Ghibli giant Hayao Miyazaki has – to the surprise of nobody it seems – retracted his latest promise to retire, making it the 7th time he has vowed to quit only to think better of it.
The withdrawal, made in a radio broadcast on New Year’s Eve, marks the 7th such recantation (although by some counts he has done it as many as 10 times). ...
Many aren't surprised at this. I'm very not surprised.
The one constant of animation is that a lot of artists in the biz keep working until they're into the eighth and ninth decades. Joe Grant was still working at 97, when he died with a pencil in his hand. Chuck Jones was in his eighties when gravity finally took its toll. My old boss Woolie Reitherman stopped working in his seventies because he was shown the door by Disney management. Left to his own devices, he would have kept at the job until his pulse stopped.
Larry Clemmons, who mentored me when I got to Disney, kept working until his (retired) wife pressured him into hanging up the the nine-to-five routine and joining her in Friday Harbor, Washington. He wasn't thrilled about it, but he wanted to avoid spousal wrath so packed up and left town.

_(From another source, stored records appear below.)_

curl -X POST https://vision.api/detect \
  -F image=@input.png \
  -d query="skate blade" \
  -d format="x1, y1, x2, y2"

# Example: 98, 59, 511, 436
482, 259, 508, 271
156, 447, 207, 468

When I became business representative of TAG (around the time that the cartoon business began surging with new vitality), I got a load of phone calls from veterans eager to come out of retirement and get back into harness. Bob Bemiller, a cartoon professional since the days of Crusader Rabbit, used to ask: "Where's the work? Tell them I'm available, but don't tell them how old I am!"
So Miyazaki unretiring? Why the hell not? He's just like all the seventy-something animation artists I know about here in L.A. Once cartoons are in your blood, they're in your blood. And sitting at home catching up on your foot-dangling when there are storyboards to be drawn is the last thing you want to do.